I'm not sure where it fits under powerpc64. The code doesn't need any cryptographic extensions, but it depends on vector instructions as well as VSX registers (for the unaligned load and store instructions). So I'd need advice both on the directory hierarchy and compile time configuration, and appropriate runtime tests for fat builds.
The VSX instructions are introduced in Power ISA v.2.06 so since you have used VSX instructions lxvw4x/stxvw4x the minimum processor you are targeting is POWER7 We can add new config option like "--enable-power-vsx" that enable this optimization.
I believe the 64-bit adds (addudm) and subtracts (subudm) require POWER8. POWER7 provides vector unsigned long long (and friends) and the 64-bit loads, but you need POWER8 to do something useful with them.
Or, the 64-bit adds can be performed manually using vector unsigned int with code to manage carry or borrow. It allows you to drop back to POWER4. ChaCha20 is still profitable.

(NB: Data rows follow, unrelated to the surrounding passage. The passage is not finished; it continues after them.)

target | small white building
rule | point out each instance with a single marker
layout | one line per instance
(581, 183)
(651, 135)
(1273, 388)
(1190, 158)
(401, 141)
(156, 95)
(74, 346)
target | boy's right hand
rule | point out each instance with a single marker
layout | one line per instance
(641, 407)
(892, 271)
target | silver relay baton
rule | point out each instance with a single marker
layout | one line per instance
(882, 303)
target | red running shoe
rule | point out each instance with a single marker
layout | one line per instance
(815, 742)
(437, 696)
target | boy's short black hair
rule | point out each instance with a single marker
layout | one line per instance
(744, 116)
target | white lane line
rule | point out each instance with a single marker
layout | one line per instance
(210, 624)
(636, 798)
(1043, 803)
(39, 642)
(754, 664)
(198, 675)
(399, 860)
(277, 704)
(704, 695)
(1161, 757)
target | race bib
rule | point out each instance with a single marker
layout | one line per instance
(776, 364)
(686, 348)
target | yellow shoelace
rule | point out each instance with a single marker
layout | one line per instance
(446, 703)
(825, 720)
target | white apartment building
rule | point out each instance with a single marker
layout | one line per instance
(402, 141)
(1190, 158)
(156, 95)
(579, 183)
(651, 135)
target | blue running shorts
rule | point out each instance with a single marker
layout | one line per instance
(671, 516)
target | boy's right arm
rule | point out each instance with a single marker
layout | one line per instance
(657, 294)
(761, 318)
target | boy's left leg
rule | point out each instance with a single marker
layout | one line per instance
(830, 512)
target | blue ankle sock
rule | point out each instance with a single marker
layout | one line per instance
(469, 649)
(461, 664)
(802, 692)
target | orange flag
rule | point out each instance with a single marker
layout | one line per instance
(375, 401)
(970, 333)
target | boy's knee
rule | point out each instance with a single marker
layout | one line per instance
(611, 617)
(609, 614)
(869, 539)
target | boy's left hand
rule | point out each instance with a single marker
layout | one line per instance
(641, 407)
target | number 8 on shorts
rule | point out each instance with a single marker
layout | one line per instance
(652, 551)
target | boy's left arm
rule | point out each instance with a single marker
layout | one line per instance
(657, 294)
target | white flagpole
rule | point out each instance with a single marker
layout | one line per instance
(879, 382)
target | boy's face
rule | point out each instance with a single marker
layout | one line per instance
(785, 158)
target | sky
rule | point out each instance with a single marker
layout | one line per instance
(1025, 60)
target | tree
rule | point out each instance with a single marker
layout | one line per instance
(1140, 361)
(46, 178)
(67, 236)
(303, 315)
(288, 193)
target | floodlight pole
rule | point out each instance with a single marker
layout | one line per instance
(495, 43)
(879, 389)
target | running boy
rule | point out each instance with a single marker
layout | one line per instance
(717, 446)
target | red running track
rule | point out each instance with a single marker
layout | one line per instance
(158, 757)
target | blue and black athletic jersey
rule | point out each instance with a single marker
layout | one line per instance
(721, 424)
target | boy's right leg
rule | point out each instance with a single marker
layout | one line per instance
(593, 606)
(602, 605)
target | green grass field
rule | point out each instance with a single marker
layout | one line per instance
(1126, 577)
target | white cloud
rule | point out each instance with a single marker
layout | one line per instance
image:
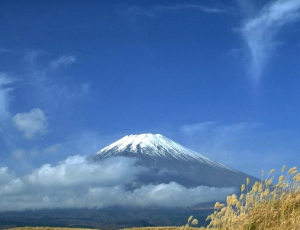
(77, 183)
(32, 123)
(62, 61)
(259, 32)
(204, 9)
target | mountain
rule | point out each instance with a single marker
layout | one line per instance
(169, 161)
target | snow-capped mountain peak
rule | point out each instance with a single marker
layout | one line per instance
(155, 145)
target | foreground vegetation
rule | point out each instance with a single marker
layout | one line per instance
(264, 207)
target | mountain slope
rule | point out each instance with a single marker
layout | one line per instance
(169, 161)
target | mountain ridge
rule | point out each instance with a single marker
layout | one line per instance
(169, 161)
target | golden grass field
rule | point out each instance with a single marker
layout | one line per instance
(266, 206)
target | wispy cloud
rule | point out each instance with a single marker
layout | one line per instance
(5, 89)
(205, 9)
(259, 32)
(32, 123)
(79, 183)
(62, 61)
(155, 10)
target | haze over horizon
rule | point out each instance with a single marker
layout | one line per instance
(219, 78)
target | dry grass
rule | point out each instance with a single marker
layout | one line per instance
(264, 207)
(47, 228)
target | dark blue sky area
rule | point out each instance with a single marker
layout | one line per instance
(220, 77)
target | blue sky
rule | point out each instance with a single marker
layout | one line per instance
(220, 77)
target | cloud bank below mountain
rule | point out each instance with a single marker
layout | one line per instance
(78, 182)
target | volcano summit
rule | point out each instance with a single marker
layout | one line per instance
(168, 161)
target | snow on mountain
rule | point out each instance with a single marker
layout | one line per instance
(168, 161)
(155, 145)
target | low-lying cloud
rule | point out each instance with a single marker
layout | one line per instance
(78, 182)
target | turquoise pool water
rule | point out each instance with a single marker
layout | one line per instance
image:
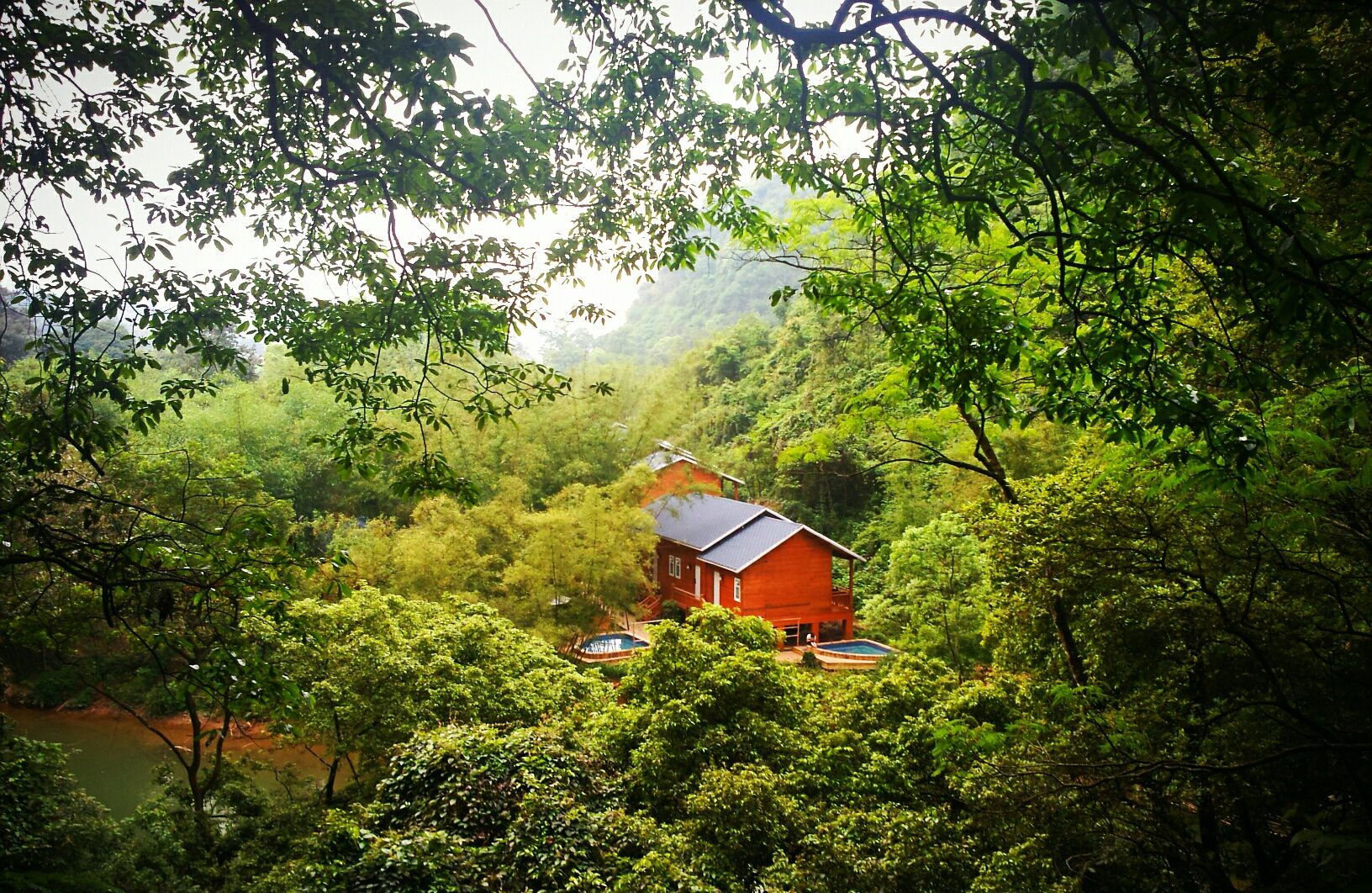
(611, 642)
(866, 649)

typedef vector unsigned int uint32x4_p;
inline uint32x4_p VecAdd64(const uint32x4_p vec1, const uint32x4_p vec2) { // The carry mask selects carrys for elements 1 and 3 and sets // remaining elements to 0. The results is then shifted so the // carried values are added to elements 0 and 2. #if defined(NETTLE_BIG_ENDIAN) const uint32x4_p zero = {0, 0, 0, 0}; const uint32x4_p mask = {0, 1, 0, 1}; #else const uint32x4_p zero = {0, 0, 0, 0}; const uint32x4_p mask = {1, 0, 1, 0}; #endif
uint32x4_p cy = vec_addc(vec1, vec2); uint32x4_p res = vec_add(vec1, vec2); cy = vec_and(mask, cy); cy = vec_sld (cy, zero, 4); return vec_add(res, cy); #endif }
Here's the core of a subtract:
uint32x4_p bw = vec_subc(vec1, vec2); uint32x4_p res = vec_sub(vec1, vec2); bw = vec_andc(mask, bw); bw = vec_sld (bw, zero, 4); return vec_sub(res, bw);
Jeff